Dr. Aloysius Klingelhutz, Professor in the Department of Microbiology and Immunology and Director of Undergraduate Studies, has been awarded a National Institutes of Health/National Institute on Aging (NIH/NIA) R21 Research Grant entitled "The role of ISG15 and ISGylation in the senescence-associated secretory phenotype.”  The goals of this project are to explore how cellular senescence cause aging-associated conditions such as inflammation, tissue degradation, and cancer through a mechanism that involves secretion of detrimental factors by senescent cells to surrounding cells and tissue. ISG15 is a small protein activated by pathogen infection, DNA damage, and senescence that modifies other proteins to change their stability and function. The studies will determine how upregulation of ISG15, secretion of ISG15, and modification of specific cellular proteins by ISG15 play roles in causing and maintaining the secretory state of senescent cells, pointing to potential mechanisms to ameloriate aging associated disease. This project involves collaboration with Dr. Lilliana Radoshevich at National Jewish Health.

Abstract

Cellular senescence is a cellular state that affects age-related diseases such as inflammation, cancer development, and cancer progression.
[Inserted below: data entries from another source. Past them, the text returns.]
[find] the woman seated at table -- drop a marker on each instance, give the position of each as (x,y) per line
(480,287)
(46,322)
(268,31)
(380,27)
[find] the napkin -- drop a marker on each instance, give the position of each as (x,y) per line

Cells that enter senescence have a senescence-associated secretory phenotype (SASP) that has major, and usually detrimental, effects on other cells in the surrounding microenvironment. ISG15 is a ubiquitin-like protein that can covalently modify host and pathogenic proteins, changing their stability and function. ISG15 can also be secreted and function as a cytokine. While ISG15 is classically regarded as an interferon-stimulated gene that is induced during infection by pathogens, it can also be upregulated by DNA damage and stress. Recent studies have demonstrated that ISG15 is among the most upregulated genes across tissues in aging rodents. It has also been shown by us and others that ISG15 is upregulated during replicative senescence of human fibroblasts. Our preliminary data further indicates that ISG15 is significantly upregulated in skin fibroblasts derived from patients with dyskeratosis congenita, a human model of dysfunctional telomerase and shortened telomeres. Immortalization of DC cells by telomerase activation restores ISG15 levels to normal. Little is known about how ISG15 upregulation contributes to senescence and what proteins are ISGylated in senescent cells. Further, it is unknown how ISGylation changes upon cell immortalization. We hypothesize that upregulation of ISG15 and concomitant ISGylation of proteins caused by DNA damage is important for the SASP. In this proposal, we will determine what the interplay is between secreted ISG15 and ISGylation in senescence and immortalization. Using our unique patient cells and cell lines, we will map the senescence-associated ISGylome using innovative proteomic strategies pioneered in our laboratories. We will compare the ISGylomes between cells that have been induced to senesce by different mechanisms and from human and mouse, and we will determine how secreted ISG15 affects surrounding cells. Further, we will assess how immortalization by telomerase or viral oncogenes changes the ISGylome. Finally, we will specifically determine how ISG15 and ISGylation affects the SASP through genetic manipulation of cells to have reduced and enhanced ISGylation. These studies will provide key insight into how upregulation of ISG15 and ISGylation of specific cellular proteins play a role in cellular senescence and, in particular, the SASP.